リトポロジーとは?
りとぽろじー
リトポロジーとは、3DCGモデルのポリゴン構造を再構成し、アニメーションや編集に適した形に最適化する技術です。
リトポロジー(Retopology)とは、3DCGの制作工程において、既存のポリゴンメッシュを新たに再構成するプロセスを指します。主にスカルプティングソフトウェア(ZBrushやMudboxなど)で作られた高ポリゴンモデルを、ゲームエンジンやアニメーション用途に適した低ポリゴンモデルへ変換する際に行われます。

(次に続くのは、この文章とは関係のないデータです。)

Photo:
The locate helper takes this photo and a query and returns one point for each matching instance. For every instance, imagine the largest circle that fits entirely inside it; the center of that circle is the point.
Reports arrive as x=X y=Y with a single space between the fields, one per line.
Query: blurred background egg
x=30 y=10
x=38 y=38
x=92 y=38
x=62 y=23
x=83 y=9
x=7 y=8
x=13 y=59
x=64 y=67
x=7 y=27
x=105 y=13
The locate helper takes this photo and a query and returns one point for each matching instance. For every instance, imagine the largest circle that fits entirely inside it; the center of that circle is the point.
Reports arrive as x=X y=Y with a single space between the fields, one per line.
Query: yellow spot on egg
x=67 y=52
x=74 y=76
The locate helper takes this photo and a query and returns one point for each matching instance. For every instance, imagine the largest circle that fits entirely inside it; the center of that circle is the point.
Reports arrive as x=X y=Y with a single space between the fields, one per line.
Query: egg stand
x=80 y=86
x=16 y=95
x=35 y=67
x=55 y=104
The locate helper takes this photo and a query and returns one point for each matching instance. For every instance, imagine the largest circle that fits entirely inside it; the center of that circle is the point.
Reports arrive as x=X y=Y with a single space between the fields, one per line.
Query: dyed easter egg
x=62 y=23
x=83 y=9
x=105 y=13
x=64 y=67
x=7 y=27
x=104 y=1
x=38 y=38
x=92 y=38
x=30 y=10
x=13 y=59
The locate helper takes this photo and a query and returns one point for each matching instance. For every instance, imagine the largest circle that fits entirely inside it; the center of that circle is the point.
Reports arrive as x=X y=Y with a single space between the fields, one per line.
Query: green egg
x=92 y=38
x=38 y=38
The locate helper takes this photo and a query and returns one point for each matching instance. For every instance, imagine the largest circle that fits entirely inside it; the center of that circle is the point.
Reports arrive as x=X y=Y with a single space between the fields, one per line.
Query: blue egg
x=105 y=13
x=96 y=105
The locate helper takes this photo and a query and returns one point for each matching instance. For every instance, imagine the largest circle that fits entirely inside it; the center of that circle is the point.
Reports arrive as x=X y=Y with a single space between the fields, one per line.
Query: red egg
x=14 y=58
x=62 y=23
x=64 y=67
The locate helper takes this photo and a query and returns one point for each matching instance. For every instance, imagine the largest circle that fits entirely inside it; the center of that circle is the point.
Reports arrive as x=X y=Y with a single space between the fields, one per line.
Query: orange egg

スカルプティングで作られたモデルは非常に高密度なポリゴンを持ち、細部の形状表現には優れていますが、そのままではリアルタイムレンダリングやキャラクターアニメーションに使用できません。リトポロジーでは、元モデルの表面をなぞるように新たなポリゴンループを手動または自動で配置し直します。
リトポロジーで重視されるポイントは以下の通りです。
- エッジループの流れを筋肉や関節の動きに合わせる
- ポリゴン数を削減してパフォーマンスを最適化する
- 四角形ポリゴン(クアッド)を主体とした均一なメッシュにする
- UVマップ展開がしやすい構造にする
リトポロジー後の低ポリゴンモデルにはノーマルマップを焼き付けることで、高ポリゴンモデルの細部表現を再現します。ゲーム・映像・VR・AR制作において欠かせない工程であり、完成品のクオリティとパフォーマンスの両立を支える重要な技術です。
使い方・例文
キャラクターの顔をスカルプティングで造形した後、表情アニメーション用にリトポロジーを行い、口や目の周囲にエッジループを適切に配置し直す作業がその典型例です。